Kim A. Carmichael, MD, is an associate professor of medicine in the Department of Medicine, Division of Endocrinology, Metabolism and Lipid Research, at Washington University School of Medicine in St. Louis, Missouri. He discloses that he is on the speakers bureau for Janssen, which may be relevant to the content of this article.


  1. Cusi K, Sanyal AJ, Zhang S, et al. Non-alcoholic fatty liver disease (NAFLD) prevalence and its metabolic associations in patients with type 1 diabetes and type 2 diabetes. Diab Obes Metab. 2017;19(11):1630-1634.
  2. Cusi K. Treatment of patients with type 2 diabetes and non-alcoholic fatty liver disease: current approaches and future directions. Diabetologia. 2016;59(6):1112-1120.
  3. Sattar N, Forrest E, Preiss D. Non-alcoholic fatty liver disease. BMJ. 2014;349:g4596. doi:10.1136/bmj.g4596
  4. Portillo-Sanchez P, Bril F, Maximos M, et al. High prevalence of nonalcoholic fatty liver disease in patients with type 2 diabetes mellitus and normal plasma aminotransferase levels. J Clin Endocrinol Metab. 2015;100(6):2231-2238.
  5. Musso G, Cassader M, Paschetta E, Gambino R. Thiazolidinediones and advanced liver fibrosis in nonalcoholic steatohepatitis: a meta-analysis.
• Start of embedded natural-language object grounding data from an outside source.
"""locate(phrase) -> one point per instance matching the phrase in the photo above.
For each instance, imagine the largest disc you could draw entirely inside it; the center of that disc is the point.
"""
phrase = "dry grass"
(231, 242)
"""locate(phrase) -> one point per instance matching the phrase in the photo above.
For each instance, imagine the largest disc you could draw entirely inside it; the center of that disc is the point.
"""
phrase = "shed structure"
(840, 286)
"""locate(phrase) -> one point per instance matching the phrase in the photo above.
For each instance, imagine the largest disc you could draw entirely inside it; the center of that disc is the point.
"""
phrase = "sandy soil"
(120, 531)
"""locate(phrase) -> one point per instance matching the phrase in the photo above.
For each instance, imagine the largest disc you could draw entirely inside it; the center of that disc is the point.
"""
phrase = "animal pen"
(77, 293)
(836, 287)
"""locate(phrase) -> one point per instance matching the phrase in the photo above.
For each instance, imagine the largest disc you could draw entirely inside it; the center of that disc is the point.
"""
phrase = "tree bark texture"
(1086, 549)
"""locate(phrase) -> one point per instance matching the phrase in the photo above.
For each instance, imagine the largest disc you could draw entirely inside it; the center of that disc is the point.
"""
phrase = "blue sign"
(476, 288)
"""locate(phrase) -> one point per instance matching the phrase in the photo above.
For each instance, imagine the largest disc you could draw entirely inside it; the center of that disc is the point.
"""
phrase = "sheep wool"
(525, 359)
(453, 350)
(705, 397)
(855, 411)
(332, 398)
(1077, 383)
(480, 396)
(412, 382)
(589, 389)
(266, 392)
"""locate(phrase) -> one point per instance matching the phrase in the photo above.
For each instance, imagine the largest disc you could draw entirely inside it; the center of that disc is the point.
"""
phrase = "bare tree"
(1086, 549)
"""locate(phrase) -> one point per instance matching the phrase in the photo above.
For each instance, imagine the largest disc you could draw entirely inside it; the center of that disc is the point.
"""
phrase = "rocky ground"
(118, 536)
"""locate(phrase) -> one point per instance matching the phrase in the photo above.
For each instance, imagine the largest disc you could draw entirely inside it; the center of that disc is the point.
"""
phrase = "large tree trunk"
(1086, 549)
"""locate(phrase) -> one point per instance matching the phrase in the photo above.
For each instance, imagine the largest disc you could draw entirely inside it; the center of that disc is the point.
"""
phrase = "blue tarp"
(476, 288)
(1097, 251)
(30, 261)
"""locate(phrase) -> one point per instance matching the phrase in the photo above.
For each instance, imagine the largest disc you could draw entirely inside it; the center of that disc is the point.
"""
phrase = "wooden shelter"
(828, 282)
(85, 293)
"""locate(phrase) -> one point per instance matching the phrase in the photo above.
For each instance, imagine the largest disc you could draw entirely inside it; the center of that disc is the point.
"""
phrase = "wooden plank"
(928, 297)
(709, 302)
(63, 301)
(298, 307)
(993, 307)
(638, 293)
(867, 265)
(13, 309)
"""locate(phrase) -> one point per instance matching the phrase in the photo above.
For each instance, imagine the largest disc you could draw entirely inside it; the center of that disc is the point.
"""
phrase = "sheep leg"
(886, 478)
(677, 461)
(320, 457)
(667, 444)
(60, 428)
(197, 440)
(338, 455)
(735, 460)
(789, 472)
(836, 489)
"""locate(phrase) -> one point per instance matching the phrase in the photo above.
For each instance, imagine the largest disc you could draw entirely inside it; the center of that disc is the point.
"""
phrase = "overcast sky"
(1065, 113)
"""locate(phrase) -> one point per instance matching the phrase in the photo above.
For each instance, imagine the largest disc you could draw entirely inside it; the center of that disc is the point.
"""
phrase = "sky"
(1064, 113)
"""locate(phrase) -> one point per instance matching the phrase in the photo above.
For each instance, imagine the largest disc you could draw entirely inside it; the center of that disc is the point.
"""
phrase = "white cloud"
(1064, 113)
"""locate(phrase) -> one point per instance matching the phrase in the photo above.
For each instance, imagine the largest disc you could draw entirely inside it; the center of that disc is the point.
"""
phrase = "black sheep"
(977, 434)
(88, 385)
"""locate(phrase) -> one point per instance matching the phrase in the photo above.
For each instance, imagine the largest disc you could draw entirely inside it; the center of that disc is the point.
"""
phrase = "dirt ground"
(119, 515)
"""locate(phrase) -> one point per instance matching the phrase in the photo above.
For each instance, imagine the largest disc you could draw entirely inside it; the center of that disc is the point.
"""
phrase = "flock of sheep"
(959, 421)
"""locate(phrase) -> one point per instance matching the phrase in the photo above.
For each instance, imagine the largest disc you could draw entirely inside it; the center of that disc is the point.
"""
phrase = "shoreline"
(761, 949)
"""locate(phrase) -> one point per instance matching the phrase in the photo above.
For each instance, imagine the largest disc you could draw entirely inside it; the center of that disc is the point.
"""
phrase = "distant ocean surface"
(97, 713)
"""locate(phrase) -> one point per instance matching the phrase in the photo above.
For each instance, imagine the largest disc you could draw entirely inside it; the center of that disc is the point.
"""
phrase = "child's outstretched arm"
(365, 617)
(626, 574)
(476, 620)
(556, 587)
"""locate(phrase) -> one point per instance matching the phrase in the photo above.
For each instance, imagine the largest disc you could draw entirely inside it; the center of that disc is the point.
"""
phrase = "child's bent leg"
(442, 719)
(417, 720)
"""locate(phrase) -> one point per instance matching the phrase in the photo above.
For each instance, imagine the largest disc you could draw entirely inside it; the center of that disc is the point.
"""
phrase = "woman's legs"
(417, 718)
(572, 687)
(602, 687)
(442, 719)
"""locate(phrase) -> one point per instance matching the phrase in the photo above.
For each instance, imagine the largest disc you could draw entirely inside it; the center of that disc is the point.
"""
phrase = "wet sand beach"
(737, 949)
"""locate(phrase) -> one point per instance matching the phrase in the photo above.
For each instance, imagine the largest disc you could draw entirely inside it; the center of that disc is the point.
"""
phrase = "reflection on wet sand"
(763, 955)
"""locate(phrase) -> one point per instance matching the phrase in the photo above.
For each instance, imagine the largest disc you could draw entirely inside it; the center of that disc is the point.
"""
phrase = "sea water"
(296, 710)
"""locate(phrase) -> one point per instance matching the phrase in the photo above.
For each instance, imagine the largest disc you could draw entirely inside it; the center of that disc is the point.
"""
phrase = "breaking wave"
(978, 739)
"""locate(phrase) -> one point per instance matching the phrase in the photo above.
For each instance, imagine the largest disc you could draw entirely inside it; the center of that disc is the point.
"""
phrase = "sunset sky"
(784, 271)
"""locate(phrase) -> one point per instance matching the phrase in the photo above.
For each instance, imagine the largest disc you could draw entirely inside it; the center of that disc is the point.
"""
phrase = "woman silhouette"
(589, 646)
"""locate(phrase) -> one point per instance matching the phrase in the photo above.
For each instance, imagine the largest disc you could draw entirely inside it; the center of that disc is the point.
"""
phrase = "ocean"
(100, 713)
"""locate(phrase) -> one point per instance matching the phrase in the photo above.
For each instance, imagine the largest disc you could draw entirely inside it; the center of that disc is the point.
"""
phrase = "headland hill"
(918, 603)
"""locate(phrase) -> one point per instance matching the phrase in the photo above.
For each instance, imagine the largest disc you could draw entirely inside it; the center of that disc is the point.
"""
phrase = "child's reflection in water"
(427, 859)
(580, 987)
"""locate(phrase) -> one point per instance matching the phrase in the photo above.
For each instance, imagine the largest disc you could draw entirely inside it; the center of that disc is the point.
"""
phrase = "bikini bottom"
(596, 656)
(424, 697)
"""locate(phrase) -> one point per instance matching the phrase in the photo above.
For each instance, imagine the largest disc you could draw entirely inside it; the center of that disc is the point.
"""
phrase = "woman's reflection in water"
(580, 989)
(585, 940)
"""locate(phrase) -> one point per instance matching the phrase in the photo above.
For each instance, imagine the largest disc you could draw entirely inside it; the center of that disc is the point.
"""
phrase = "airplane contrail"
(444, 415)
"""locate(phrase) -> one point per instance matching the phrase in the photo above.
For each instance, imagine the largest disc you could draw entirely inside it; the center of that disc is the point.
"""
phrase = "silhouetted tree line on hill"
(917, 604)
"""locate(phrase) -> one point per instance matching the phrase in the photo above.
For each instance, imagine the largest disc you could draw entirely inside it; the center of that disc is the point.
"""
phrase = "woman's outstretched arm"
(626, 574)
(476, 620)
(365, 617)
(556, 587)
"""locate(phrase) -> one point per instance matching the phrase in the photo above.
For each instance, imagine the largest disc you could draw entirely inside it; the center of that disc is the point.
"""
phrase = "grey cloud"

JAMA Intern Med. 2017;177(5):633-640.
  6. Bril F, Portillo-Sanchez P, Lomonaco R, et al. Liver safety of statins in prediabetes or T2DM and nonalcoholic steatohepatitis: post hoc analysis of a randomized trial. J Clin Endocrinol Metab. 2017;102(8):2950-2961.
  7. Yee HF Jr. The role of pioglitazone in the management of nonalcoholic steatohepatitis: are we there yet? JAMA Intern Med. 2017;177(5):640-641.